Steve Roach, Skeleton Keys

roach_skelYes, sequencer music can be repetitive. But two things: one, we’ve known this for decades and for many of us, knowing hasn’t dampened our love of it. Two, in the hands of Steve Roach, who started in this sphere, took a long trip through so many other realms of electronic music and now returns to his hands-on, purely analog roots with Skeleton Keys, the dynamics of repetition take on a new timbre. He’s not trying to reinvent or reinvigorate the style here; he’s clearly just digging on coming home. If you’ve been along for the ride this whole time, the reverse-echoing intro to “The Only Way In” is like a vortex pulling you back the man’s early work.
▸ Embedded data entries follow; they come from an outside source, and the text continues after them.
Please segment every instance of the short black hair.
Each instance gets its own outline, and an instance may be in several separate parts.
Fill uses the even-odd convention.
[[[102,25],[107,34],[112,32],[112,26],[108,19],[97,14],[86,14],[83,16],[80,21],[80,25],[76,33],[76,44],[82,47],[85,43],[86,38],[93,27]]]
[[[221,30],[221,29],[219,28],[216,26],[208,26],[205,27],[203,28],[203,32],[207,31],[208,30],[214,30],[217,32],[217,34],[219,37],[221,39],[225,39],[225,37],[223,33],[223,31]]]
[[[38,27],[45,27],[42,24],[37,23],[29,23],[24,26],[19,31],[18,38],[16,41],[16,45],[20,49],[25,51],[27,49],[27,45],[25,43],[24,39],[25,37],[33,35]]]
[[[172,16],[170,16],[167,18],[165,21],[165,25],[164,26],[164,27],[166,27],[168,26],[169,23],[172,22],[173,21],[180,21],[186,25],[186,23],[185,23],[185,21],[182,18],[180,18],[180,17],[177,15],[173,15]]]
For me, it was a familiar sound, one I greeted with a broad smile, like seeing an old friend again. (And damned if I can remember which song I’m reminded of. Ah, age.) And, yes, both the opener and its followup, “The Function and the Form,” are deliciously old school, but the strength of Skeleton Keys is that is doesn’t just linger in that zone. Roach is a couple decades more experienced than the guy who created Now and Empetus, and he’s got a smoother hand. “It’s All Connected” shifts the feel toward a more subtle groove, reminiscent of the zones he played with on Immersion 5. This track spreads the sequencer bits out more, finds an easier rhythmic stride, and lets the focus fall more squarely on slow-breathing pads in the background. It’s also a welcome shift in pace after the high-speed runs of the two tracks before it, and it slips very smoothly into the just-slightly-faster beats of “Outer Weave.” Outside of the fact that I have always enjoyed this style of music, the more I listen to Skeleton Keys the more I’m aware that what I’m really enjoying about it is the seamless juggling of lines, pulses, and pads and they way the come together. On “Escher’s Dream Is Dreaming,” there’s a great sense of Roach as the patient conductor, deftly cue’ing his various phrases, picking and choosing and just watching the sound build around him. There are some great uses of small textural sounds hiding in here, skittering and burbling beneath the main lines. By the end of the album, we understand that the guy standing behind the modular rack might in many ways be the same one who caught the analog bug 40 years ago and switched us on with Now, but the man behind Skeleton Keys is a more confident, deeper composer—who has never lost his sense of play.

Available from Steve Roach’s web site and Projekt.

One thought on “Steve Roach, Skeleton Keys

  1. I’m compelled to count this release among Roach’s finest work. I’m wondering if the title for “The Function And The Form” was in any way a hat tip to the song “Vital Signs” by Rush, which even starts with a bold synth sequence (although, sounding nothing like that of Roach). Either way, Roach is on top of his game here.